A Reuters article reports that the Mortgage Bankers Association expects that total mortgage lending will fall to the lowest levels since 1997 as a result of the poor economy, increased interest rates, and tighter credit and underwriting standards. In 2009 mortgage volume totaled $1.995 trillion. In 2010 it was down to $1.505 trillion, and is expected to fall to $966 billion in 2011.
The MBA predicts that refinance volume will plummet by 66 percent in 2011. In 2010, refinancings totaled $1.032 trillion, but are predicted to fall to $352 billion. Refinancing made up over 70 percent of total mortgage volume in 2010, but is expected to account for less than 40 percent in 2011.
Purchase loans are expected to increase from $473 billion in 2010 to $614 billion in 2011. This would still put purchase volume below 2009′s level, and 2009 wasn’t that great a year for purchases in the first place.
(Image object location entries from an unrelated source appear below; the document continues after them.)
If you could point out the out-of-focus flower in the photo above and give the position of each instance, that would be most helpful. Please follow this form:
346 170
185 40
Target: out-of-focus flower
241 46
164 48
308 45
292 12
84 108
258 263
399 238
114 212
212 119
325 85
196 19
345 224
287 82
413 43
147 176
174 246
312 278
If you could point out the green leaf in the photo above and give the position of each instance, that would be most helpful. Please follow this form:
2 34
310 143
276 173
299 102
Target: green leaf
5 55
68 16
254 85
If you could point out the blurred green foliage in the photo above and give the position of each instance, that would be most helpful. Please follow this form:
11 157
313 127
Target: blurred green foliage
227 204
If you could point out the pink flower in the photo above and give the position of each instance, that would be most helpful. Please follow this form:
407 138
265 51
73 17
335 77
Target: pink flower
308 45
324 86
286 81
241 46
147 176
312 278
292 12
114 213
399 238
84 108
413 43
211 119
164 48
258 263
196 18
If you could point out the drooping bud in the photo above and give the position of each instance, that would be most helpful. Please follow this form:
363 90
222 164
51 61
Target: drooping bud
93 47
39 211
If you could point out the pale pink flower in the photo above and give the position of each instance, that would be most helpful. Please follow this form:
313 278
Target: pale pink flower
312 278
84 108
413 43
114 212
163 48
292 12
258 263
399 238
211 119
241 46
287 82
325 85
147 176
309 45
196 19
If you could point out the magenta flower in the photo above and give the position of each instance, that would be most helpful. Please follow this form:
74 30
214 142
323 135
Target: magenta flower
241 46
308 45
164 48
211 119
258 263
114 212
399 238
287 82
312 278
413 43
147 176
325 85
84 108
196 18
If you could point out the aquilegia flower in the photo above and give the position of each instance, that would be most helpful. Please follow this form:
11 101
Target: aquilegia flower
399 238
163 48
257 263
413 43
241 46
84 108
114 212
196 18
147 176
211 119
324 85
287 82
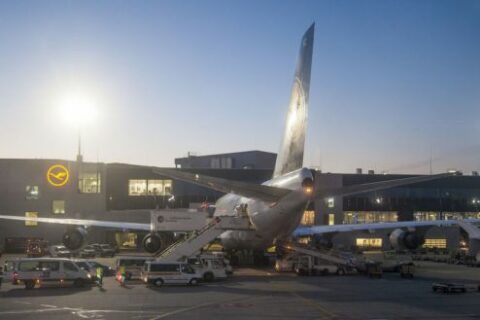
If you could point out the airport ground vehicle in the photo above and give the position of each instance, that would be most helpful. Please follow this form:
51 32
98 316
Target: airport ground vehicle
287 263
106 250
389 260
133 265
59 251
448 287
308 265
209 267
46 271
88 252
158 273
91 267
36 248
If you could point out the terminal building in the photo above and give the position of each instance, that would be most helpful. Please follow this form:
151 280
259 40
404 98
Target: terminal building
123 192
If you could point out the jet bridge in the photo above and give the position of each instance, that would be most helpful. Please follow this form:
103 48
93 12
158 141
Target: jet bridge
185 248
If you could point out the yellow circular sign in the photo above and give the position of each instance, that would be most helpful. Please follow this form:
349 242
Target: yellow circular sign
57 175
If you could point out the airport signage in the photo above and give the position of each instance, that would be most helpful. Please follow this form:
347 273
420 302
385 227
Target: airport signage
57 175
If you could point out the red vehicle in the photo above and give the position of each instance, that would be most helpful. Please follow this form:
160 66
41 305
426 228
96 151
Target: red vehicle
36 248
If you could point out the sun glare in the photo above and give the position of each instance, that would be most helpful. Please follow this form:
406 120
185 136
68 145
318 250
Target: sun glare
78 109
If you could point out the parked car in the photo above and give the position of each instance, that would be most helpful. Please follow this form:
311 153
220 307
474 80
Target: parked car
91 267
158 273
88 252
133 265
209 267
47 271
36 248
107 250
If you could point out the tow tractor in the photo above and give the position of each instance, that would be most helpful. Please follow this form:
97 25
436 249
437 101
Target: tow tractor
447 287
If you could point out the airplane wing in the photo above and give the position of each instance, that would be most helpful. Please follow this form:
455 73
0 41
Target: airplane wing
85 223
245 189
375 186
318 230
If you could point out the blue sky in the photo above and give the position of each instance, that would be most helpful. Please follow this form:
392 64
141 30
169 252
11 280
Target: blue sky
393 82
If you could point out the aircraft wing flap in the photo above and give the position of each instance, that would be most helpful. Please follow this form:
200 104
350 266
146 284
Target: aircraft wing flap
84 222
245 189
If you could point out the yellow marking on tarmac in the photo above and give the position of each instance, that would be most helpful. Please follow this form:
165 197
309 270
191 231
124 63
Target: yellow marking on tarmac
325 313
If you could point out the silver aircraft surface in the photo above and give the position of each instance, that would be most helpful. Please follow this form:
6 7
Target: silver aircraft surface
275 207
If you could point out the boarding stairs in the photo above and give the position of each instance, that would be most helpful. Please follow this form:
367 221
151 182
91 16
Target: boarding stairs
187 247
327 256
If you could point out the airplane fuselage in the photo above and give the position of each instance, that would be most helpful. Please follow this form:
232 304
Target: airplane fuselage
270 221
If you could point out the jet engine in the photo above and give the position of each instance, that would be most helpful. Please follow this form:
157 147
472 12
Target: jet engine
410 240
74 238
154 242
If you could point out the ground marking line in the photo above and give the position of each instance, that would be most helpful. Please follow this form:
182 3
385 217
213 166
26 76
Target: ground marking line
171 313
316 305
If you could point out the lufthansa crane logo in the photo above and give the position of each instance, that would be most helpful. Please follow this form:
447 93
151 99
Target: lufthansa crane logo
57 175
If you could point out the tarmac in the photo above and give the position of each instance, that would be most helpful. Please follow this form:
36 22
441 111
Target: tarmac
256 294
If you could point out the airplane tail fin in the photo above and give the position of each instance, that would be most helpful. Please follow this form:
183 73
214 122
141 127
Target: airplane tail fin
290 156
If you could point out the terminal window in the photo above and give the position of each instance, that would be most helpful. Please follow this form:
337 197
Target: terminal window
440 243
331 202
308 218
369 242
351 217
31 192
149 187
31 215
89 182
58 206
159 187
331 219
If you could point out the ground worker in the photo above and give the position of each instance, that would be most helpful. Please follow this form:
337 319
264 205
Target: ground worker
99 272
121 275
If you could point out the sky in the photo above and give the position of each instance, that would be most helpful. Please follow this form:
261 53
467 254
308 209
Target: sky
395 84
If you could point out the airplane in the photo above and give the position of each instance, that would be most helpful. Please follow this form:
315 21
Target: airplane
274 208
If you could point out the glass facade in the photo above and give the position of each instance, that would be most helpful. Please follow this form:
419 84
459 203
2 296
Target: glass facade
89 182
308 218
149 187
31 193
369 242
433 215
31 215
351 217
58 206
435 243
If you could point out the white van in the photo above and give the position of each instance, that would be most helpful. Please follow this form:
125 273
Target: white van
209 267
158 273
133 265
45 271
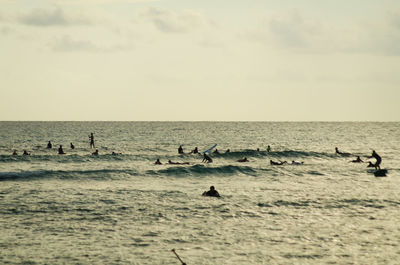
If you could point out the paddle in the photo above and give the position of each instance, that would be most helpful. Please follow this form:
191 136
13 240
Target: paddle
183 263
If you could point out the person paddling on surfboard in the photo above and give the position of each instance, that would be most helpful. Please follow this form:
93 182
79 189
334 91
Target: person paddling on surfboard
378 159
212 192
206 158
180 150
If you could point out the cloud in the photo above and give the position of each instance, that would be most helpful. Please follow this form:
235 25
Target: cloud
296 32
52 17
169 21
67 44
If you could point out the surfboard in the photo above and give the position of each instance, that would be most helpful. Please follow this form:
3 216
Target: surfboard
380 173
209 149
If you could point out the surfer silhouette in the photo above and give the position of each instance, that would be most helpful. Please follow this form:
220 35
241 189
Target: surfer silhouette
357 160
280 163
243 160
180 150
195 151
212 192
206 158
91 138
61 151
378 159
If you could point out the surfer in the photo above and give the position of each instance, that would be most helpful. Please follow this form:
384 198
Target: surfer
378 159
212 192
194 151
91 138
280 163
358 160
297 163
341 153
61 151
180 150
206 158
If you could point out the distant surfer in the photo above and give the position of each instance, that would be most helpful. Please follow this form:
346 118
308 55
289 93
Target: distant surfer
378 159
297 163
357 160
180 150
212 192
194 151
206 158
61 151
341 153
280 163
91 139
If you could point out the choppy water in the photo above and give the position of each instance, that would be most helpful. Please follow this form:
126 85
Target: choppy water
82 209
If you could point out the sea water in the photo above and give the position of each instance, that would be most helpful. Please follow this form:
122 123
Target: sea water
122 209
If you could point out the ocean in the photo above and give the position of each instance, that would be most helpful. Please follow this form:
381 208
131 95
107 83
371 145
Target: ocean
79 208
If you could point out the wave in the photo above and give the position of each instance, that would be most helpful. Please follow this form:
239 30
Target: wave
96 174
202 170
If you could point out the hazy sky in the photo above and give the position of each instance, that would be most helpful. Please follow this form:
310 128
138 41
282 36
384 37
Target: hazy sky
289 60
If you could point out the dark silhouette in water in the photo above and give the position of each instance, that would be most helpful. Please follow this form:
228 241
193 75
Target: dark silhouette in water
378 159
180 150
358 160
194 151
280 163
212 192
341 153
61 151
206 158
91 138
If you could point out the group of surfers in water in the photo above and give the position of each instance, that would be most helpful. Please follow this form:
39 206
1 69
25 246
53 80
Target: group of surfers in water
208 159
72 146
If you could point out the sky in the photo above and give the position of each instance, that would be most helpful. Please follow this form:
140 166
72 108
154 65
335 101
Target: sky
190 60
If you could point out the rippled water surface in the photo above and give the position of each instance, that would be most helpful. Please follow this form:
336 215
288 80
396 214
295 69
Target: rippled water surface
123 209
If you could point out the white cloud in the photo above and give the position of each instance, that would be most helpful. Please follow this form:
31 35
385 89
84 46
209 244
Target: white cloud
169 21
53 17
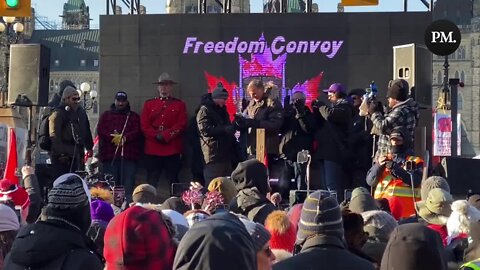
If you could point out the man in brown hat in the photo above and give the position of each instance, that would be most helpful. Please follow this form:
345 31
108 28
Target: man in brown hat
163 121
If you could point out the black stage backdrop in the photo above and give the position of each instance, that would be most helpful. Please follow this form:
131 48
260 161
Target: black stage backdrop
298 52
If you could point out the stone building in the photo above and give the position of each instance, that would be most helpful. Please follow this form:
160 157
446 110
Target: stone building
75 15
465 65
74 55
191 6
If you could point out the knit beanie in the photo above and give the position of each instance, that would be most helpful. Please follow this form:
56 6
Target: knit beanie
8 219
144 193
251 173
431 183
379 224
398 89
220 92
294 214
321 214
283 232
194 216
362 201
260 236
101 210
68 92
225 186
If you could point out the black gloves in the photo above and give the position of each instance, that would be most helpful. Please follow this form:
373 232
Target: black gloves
375 106
160 138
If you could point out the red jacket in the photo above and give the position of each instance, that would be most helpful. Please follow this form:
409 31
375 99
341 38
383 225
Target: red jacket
165 116
111 121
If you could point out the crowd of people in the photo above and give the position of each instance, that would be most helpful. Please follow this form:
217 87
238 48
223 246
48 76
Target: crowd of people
231 216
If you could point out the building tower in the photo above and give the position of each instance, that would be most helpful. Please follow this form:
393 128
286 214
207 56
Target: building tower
76 15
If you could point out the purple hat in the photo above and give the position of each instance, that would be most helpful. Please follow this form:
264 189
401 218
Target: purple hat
334 88
101 210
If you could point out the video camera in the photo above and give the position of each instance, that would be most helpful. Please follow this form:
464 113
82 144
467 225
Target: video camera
371 92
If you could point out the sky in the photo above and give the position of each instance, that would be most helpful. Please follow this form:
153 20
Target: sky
52 9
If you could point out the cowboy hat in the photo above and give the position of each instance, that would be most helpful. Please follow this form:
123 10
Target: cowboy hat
165 78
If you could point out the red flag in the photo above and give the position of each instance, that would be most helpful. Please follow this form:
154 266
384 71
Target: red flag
12 161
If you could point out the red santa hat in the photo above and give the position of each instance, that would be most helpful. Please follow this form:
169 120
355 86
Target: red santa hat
283 232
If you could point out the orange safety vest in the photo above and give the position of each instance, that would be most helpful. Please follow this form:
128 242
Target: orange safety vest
396 191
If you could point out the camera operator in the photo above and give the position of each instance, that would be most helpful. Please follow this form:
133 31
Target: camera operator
392 175
403 113
69 131
298 129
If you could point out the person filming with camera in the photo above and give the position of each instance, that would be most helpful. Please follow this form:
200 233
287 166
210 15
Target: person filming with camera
393 174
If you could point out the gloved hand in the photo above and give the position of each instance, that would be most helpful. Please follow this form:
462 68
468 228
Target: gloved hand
116 138
160 138
375 106
230 129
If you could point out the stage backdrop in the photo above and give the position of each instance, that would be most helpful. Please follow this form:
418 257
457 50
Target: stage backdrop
305 52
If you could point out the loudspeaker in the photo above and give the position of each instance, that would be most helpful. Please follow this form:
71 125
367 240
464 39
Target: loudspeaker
29 74
462 174
413 63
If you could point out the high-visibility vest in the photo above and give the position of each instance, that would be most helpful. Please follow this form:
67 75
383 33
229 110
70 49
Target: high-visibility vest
392 188
474 265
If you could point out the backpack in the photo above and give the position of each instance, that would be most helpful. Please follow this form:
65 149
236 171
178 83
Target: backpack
44 140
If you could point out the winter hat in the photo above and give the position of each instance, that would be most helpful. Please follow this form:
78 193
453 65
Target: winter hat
194 216
436 208
398 89
474 200
68 92
68 202
251 173
379 224
321 214
8 219
68 194
362 201
413 246
294 214
431 183
176 204
225 186
260 236
101 210
138 237
220 92
462 215
144 193
101 194
179 221
283 232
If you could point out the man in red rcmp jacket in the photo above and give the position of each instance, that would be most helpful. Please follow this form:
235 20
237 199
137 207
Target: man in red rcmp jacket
163 122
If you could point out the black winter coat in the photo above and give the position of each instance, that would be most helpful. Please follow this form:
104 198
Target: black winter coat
216 132
297 130
331 138
45 245
324 252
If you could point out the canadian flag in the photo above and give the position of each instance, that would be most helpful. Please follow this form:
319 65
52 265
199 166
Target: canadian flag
12 162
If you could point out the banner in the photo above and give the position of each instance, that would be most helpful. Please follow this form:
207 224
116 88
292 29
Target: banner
442 134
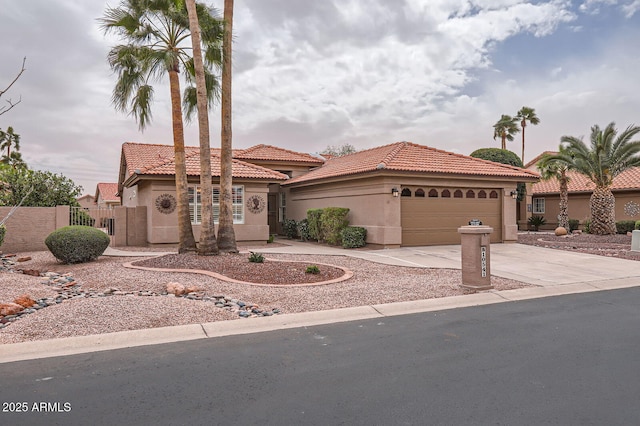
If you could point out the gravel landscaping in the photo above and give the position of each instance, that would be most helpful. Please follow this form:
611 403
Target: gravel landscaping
103 296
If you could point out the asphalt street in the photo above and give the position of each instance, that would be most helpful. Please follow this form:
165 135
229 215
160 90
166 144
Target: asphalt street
566 360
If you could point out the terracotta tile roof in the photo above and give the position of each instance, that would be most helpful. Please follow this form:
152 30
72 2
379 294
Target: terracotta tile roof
411 157
627 180
150 159
273 153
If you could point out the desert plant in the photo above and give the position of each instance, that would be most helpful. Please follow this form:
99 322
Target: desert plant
332 221
536 222
256 257
353 237
303 230
573 224
624 226
315 230
313 269
77 244
290 228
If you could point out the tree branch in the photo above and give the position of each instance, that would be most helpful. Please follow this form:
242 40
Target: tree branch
2 92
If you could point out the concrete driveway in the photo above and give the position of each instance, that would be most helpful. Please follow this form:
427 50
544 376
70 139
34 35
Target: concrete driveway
533 265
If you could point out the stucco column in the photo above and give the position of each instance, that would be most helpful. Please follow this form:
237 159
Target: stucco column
476 256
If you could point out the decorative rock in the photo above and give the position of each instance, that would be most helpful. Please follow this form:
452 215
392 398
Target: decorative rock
24 301
176 288
560 230
8 309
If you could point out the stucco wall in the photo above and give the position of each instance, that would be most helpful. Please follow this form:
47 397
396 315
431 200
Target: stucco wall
28 227
163 228
579 207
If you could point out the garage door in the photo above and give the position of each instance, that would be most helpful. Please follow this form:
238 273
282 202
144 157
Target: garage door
432 216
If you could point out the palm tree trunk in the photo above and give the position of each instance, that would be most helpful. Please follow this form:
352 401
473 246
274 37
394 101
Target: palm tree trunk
186 241
563 217
523 124
603 219
207 245
226 233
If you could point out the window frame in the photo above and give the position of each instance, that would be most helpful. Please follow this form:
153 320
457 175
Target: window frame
537 202
195 204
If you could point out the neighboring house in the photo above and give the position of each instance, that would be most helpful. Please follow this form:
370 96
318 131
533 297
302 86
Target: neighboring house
545 196
107 196
403 193
87 201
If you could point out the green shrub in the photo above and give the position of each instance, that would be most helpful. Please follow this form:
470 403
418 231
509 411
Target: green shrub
303 230
313 269
573 224
332 221
290 228
536 222
313 218
624 226
256 258
81 218
353 237
77 244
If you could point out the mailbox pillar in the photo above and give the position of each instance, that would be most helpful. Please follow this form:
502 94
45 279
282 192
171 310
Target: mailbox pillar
475 248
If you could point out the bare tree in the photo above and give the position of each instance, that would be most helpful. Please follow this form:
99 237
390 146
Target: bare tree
12 103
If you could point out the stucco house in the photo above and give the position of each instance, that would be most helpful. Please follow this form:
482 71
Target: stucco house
403 193
87 201
545 196
107 195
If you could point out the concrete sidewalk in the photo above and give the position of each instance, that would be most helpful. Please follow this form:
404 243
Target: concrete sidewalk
552 272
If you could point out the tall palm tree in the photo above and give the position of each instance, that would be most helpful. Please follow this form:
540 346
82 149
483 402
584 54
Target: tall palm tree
8 140
526 114
553 168
505 129
605 158
207 245
226 234
156 34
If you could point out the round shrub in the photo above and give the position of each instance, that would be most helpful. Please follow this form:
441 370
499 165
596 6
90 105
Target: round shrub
77 244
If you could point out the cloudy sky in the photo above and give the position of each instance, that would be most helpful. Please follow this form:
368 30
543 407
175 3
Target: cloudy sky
308 74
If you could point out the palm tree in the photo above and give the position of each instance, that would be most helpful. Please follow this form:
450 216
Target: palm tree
155 32
553 168
226 234
605 158
526 114
8 140
207 245
505 129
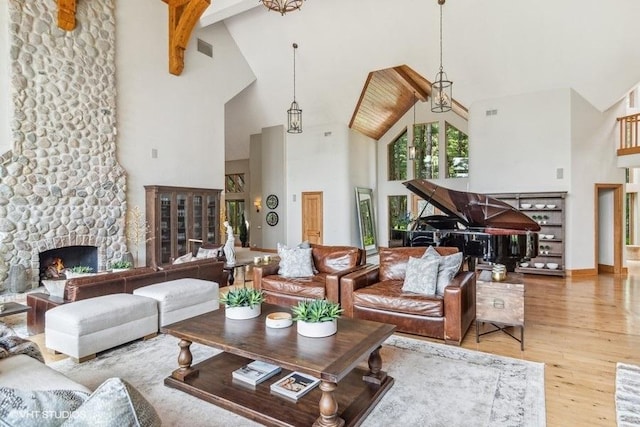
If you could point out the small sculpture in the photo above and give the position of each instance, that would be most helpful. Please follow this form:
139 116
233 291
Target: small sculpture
229 251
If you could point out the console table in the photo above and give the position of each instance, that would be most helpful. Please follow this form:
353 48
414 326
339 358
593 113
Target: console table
500 303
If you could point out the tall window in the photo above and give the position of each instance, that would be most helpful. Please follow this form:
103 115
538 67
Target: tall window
398 218
235 213
397 158
234 183
457 152
426 143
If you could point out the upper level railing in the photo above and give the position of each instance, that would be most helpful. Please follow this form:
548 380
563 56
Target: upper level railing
629 135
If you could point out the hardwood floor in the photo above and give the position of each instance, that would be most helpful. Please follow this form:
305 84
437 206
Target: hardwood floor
579 328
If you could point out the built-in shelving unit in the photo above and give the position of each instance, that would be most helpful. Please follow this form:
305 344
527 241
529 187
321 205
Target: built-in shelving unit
178 217
547 209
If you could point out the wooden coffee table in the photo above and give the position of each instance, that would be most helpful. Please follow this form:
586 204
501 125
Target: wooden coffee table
348 390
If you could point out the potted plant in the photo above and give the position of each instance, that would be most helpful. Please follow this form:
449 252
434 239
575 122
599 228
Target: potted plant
120 265
242 303
316 318
78 271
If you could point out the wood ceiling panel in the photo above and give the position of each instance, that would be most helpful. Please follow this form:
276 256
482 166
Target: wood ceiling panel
387 95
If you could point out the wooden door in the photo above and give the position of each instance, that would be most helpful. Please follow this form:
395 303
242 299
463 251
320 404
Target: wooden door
312 217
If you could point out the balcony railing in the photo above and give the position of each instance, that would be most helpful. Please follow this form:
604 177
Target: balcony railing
629 135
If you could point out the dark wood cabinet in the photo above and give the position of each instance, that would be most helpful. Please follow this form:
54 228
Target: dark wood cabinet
179 219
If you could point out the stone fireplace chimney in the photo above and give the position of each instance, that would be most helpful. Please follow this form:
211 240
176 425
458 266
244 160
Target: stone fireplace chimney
61 184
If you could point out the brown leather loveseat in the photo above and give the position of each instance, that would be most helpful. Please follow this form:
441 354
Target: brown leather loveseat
331 263
375 293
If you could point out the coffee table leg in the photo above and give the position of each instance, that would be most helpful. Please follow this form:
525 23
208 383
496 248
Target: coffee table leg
185 371
375 375
328 407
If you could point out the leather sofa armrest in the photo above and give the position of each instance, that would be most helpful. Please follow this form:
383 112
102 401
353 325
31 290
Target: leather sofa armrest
333 280
363 277
260 271
459 306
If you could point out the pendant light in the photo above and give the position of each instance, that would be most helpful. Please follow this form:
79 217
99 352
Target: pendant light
294 113
441 89
282 6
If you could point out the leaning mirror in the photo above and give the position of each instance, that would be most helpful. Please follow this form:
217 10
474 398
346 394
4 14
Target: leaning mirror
366 220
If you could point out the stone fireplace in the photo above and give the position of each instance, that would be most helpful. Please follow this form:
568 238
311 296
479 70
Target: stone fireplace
61 185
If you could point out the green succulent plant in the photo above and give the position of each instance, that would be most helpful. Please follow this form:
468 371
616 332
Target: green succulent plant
318 310
81 269
121 264
242 297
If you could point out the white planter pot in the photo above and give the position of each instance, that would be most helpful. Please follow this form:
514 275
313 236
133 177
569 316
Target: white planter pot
240 313
317 329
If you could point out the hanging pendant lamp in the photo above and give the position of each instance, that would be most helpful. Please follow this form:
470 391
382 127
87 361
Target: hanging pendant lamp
282 6
441 89
294 113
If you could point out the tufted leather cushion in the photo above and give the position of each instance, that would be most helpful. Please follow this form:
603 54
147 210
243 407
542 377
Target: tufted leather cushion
332 259
387 295
305 287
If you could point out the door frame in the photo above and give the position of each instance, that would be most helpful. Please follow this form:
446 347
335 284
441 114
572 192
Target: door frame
617 226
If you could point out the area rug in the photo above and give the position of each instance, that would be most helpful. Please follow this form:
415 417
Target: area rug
627 395
435 385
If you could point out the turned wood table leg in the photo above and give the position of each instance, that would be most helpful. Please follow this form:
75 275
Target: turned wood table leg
375 375
185 358
328 407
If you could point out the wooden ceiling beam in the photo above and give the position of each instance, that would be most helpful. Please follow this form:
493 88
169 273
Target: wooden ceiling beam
183 16
67 14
The MBA expects that mortgage rates will increase to as much as 5.3 percent in 2011, and will move close to 6 percent in 2012. I have no idea what these predictions are based upon, and it is worth noting that past MBA predictions were not particularly accurate, as can be seen here and here. I think that if we see a significant stock market correction when QE2 expires, we could actually see rates drop in the coming quarters, but I’ve been wrong in the past as well.
I guess there are two takeaways here: first, 2011 will likely be a rough year for those in the mortgage business; second, nobody knows where rates will go, but if you have been considering refinancing and have yet to do so, you may want to do it now in the event that rates do indeed rise.